Just one thing we had in common.
He liked to sit with me when I wrote.
He
liked to jump around, to climb. That cat tree was the one thing I built
of which I was most proud, partially because of how much he got out of
the climb, jump, spin it took to the crow's nest.
He didn't bite or scratch our friends, our family, anybody. He was kind to people.
He put up with the stupid things people do to animals they love, like putting Santa hats on them.
A
few months after moving to Jackson, we found out he was beating up the
neighborhood cats. Especially one whose owners said he was usually the
bully. Henry brought us dead mice a few times. We thought he was just a
soft house cat. But in Wyoming he thrived. He became the king of our
street and a stud of a mouser. We even shaved him into a lion. Partially because of all the burrs but still ...
He was a lion, goddammit. A proud, strong, graceful, beautiful big-hearted fucking lion.
Maybe it was
because he was Cecile's little brother from the second he met her. She
wrestled with him. Toughened him up. Cuddled him. Antagonized him. So
soon he thought he was a dog. Could wrestle like a dog. Even with dogs.
He was Cecile's best friend, no doubt. They were young together.
They were supposed to grow old together.
But
he was still good in a lap. He was still the cat that people who didn't
like cats liked. He was still the cat that people who liked cats loved. He was a magic cat, that's for damn sure.
He
was a once-in-a-lifetime cat. The most even-headed, calm, friendly (but
not overly-so) and, by the end, badass cat Becca and I have ever known.

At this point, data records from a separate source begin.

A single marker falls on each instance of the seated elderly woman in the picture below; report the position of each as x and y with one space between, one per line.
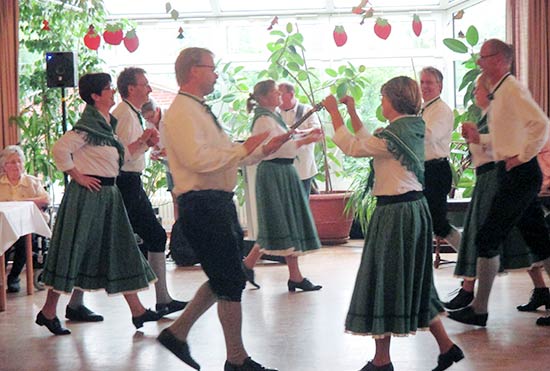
15 185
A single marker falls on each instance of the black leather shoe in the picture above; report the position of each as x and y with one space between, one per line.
248 365
82 314
171 307
305 285
543 321
178 347
52 324
539 297
446 360
13 284
461 300
249 273
148 316
372 367
469 317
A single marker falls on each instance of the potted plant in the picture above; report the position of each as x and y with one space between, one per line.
330 208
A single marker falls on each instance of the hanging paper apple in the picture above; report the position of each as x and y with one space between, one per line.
92 39
382 28
417 25
131 41
113 34
340 36
45 25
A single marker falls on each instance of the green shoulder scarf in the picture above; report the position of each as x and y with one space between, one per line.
260 111
98 131
405 141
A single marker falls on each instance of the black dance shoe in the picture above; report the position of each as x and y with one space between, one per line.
249 273
248 365
543 321
469 317
52 324
461 300
539 296
82 314
13 284
171 307
372 367
178 347
305 285
148 316
446 360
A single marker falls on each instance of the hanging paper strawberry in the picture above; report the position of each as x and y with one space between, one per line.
274 21
113 34
382 28
92 39
131 41
340 36
45 25
417 25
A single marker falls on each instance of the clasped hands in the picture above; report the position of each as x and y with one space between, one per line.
471 135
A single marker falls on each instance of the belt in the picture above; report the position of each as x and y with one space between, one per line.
485 168
129 173
405 197
104 181
207 194
436 161
281 161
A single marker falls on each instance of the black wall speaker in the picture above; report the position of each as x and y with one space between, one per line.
61 69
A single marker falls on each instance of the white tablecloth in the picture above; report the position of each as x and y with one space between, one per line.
18 219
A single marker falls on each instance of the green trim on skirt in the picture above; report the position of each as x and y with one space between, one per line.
514 253
93 245
285 224
394 292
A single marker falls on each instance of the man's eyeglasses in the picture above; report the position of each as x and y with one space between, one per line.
213 68
487 56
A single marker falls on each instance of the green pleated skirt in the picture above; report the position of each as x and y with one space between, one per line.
514 253
93 245
394 294
285 224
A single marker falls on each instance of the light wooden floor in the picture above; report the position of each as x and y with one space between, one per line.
293 332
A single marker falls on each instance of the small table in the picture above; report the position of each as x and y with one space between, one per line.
17 219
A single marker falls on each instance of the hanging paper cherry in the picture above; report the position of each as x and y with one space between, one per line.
92 39
131 41
417 25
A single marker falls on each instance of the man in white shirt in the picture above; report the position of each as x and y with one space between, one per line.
204 163
438 177
292 111
134 90
518 129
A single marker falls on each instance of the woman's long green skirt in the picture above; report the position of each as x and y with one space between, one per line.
285 224
514 251
93 245
394 293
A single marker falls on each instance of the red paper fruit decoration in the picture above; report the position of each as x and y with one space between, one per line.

And she's known hundreds of cats.
He was
all-around good. Strong. Loving but not suffocating. A part of the
family but not needy like a dog. Kind to his brood, tough to his
enemies. With good balance. Good sense. Good heart. Good strength. And a
great hunter's instinct.
Though he did not
move well. That is, when we threw him in a cat carrier for the 900-mile
drive from L.A. to Jackson he mewed the whole time. He screamed from the
hotel room where we tried to leave him in Ogden while we took the dogs
out.
But his first moment in snow — stepping
out and sinking in, up to his chest, staring at us with eyes wide and
hair prickled — that was priceless.
Henry Miller was supposed to grow up with my son Jackson. He was supposed to send little Jackie Boy off to college.
He
was tough but kind. Outgoing but not annoying. He was like the star
athlete who gets straight A's and beats up the high school bullies for
picking on the geeks.
To people who say he died because we let him out, who believe the thing to do with cats is lock them up inside or put them on harnesses, I say why not get a turtle? What good is a life spent imprisoned. Henry loved the outdoors. He was too energetic, too carefree, too much of a lover of the wild and the night air and the hunt and the grass and the trees to ever be tortured by forcing hi to stay inside. His death could've maybe been avoided. But he probably woulda hated his life.
He was trying to get
home. That's the best we could discern when I got the call from the cop
who said he saw Hen in the jaws of a neighborhood dog in the field
behind our house. He had been scared, either from the dog or a car or
something. Maybe the dog shook him to death. Maybe a car hit him. Either
way, this beautiful cat, so full of life and love and skill and heart,
this cat who cat-haters loved, was frozen and stank of piss with a
hideous expression he never made and some dried blood out of his nose
and his tongue out his mouth.
I've seen plenty of animals die. But his was a tragedy. He was young. And he was the best goddamn cat I've ever known. Becca has known hundreds, maybe thousands of cats if you include her job. Even had a cat she loved for a long time, Oscar. And she admitted Henry was the best cat she's ever known.
The
other day, Becca saw a mouse in the house. This is when they come
around, in the fall. This would've been what he'd been growing towards all summer.
It's just such a goddamn shame.
We'll always remember you, you eternally-happy, forever effervescent, bright-eyed little bastard.